The nation's doctors were warned yesterday of probable "strenuous, strict controls within the next two years" to hold down their payments from Medicare.

"Congress is going to be pushed to do something drastic" to contain soaring Medicare premiums, said Chairman Fortney H. (Pete) Stark (D-Calif.) of the House Ways and Means health subcommittee.

Stark's warning came at a committee hearing where Medicare administrator William L. Roper testified that the 38 percent leap in the Medicare premium published in the Federal Register yesterday was largely the result of a continuing increase in Medicare payments to doctors.

The main reason, Roper said, was a rising volume of services per patient that, in some cases, were "clearly inappropriate" or "questionable."

The premium paid by persons enrolled in the Medicare program will rise from $17.90 a month this year to $24.80 a month in 1988, the biggest jump in the program's history.

Stark and Ways and Means Chairman Dan Rostenkowski (D-Ill.) said it appeared that Roper's calculations for the 1988 premium increase were valid based on program costs. Stark said he did not believe much could be done to roll back the increase, indicating that the bigger issue is how to contain future payments to physicians.

Medicare hospital benefits (Part A) are financed by the Social Security payroll tax. But doctor bills and some related payments (Part B) are paid for by the enrollee premium (25 percent) and by Treasury general revenues (75 percent).

In recent years, Medicare physician spending has been rising about 13.5 percent a year per aged enrollee, far outstripping the inflation rate. Part B, overall, has been rising about 17 percent annually over the past five years.

Stark, citing studies by government agencies, said he presumed that part of the problem is that some doctors were "performing more and more services even when not necessary . . . bypasses when not necessary, cataract {surgery} way before necessary" to boost income by boosting volume.

He added that the average doctor "is doing pretty well" overall, saying doctors last year averaged $112,900 in net income before taxes.

Dr. James S. Todd, speaking for the American Medical Association, conceded there are some unnecessary patient services, but strongly disagreed that achieving higher income is the main reason for increased volume of services per patient.

"Most of this increase is attributable directly to Medicare beneficiaries receiving necessary and valuable services for their well-being," to shorter hospital stays requiring more intensive out-of-hospital doctor services, and to the rise in America's aged population, he said.

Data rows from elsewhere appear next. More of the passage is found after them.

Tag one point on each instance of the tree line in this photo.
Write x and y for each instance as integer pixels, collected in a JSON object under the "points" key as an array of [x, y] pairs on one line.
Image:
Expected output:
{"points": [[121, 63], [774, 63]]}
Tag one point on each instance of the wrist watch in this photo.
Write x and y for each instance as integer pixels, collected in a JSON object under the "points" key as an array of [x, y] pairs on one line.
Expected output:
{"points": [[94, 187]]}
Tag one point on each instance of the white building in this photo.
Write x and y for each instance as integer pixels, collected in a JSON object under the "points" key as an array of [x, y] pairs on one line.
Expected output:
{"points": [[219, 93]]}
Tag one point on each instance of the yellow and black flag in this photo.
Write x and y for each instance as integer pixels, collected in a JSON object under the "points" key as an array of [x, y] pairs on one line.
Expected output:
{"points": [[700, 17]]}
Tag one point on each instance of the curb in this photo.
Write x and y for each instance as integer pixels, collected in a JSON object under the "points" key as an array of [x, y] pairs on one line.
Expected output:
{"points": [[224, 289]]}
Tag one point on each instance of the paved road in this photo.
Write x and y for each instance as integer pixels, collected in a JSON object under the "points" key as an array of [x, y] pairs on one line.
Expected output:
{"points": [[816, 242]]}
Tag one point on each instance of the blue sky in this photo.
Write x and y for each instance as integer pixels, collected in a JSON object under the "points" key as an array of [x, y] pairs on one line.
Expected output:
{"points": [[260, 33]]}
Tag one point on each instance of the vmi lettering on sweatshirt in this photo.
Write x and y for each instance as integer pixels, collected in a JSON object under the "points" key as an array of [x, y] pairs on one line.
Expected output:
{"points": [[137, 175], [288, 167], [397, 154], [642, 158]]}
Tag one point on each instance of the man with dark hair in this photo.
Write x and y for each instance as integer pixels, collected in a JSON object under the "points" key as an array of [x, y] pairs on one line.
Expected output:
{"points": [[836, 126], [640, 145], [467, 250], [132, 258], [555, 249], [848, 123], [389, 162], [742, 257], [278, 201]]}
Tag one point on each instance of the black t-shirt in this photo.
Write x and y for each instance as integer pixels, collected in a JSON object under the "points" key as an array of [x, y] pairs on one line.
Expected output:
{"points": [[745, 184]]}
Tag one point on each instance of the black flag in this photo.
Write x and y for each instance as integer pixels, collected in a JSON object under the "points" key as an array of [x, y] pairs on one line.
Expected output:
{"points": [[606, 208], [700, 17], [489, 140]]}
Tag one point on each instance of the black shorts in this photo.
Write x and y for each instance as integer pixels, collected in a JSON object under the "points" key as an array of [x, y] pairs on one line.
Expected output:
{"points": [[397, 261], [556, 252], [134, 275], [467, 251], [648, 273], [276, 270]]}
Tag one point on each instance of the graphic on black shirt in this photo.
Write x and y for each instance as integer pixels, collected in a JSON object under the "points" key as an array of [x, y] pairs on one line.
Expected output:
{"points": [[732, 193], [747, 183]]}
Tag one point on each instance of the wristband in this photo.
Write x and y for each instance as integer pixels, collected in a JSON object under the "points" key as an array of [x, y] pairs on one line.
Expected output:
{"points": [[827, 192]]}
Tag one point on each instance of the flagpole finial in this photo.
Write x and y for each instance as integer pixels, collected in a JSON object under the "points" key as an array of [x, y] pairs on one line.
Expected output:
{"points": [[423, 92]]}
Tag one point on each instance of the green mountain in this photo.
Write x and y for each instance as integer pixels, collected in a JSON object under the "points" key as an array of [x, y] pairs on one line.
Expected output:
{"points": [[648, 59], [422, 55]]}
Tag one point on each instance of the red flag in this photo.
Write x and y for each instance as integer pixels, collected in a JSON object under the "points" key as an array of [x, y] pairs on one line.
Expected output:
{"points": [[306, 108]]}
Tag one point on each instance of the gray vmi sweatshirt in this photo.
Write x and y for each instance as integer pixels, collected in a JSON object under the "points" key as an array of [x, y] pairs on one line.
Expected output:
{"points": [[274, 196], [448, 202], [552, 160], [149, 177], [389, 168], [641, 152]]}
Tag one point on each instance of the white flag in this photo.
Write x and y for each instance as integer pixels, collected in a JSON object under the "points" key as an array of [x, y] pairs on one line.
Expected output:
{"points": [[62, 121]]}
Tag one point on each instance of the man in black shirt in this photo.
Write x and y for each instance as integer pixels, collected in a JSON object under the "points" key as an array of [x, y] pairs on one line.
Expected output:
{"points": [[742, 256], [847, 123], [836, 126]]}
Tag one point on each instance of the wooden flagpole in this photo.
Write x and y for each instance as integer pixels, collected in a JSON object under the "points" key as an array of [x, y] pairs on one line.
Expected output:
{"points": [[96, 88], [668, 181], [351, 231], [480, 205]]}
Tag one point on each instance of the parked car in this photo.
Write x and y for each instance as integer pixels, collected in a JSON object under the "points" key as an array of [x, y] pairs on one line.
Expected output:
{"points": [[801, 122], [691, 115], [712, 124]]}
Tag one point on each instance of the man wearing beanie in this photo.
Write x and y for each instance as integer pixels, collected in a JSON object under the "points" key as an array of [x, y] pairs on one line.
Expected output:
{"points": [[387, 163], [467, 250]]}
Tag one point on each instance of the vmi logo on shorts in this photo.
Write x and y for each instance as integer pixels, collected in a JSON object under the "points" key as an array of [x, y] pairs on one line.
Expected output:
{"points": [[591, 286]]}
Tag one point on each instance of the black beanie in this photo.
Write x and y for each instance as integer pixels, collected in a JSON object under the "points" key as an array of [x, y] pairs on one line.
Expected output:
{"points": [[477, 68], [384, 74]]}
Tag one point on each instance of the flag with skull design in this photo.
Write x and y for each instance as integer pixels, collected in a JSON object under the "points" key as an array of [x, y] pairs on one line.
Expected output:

Roper, however, linked the main cause of the increase in Medicare physician payments to increased services -- "more ambulatory visits and labor and radiology tests" as well as "upcoded services," the classifying of certain procedures in higher-repayment categories than justified.

Roper said that while some treatment clearly improved health and helped patients, some studies have shown that some increases in volume of services per patient "exist without producing clinically meaningful differences in health outcome." For example, one major study found that 14 percent of heart bypasses were "clearly inappropriate" and 30 percent were of questionable value, Roper said.

Unlike Stark, he did not assign any motive to such "overutilization," but said that if Medicare costs are to be held down, a number of options are open. These include refusing to pay for services later found inappropriate, giving physicians a single fixed payment for a cluster of related services to a patient instead of letting them bill separately for each, limiting fees for services that appear overpriced, and encouraging greater use of prepaid plans.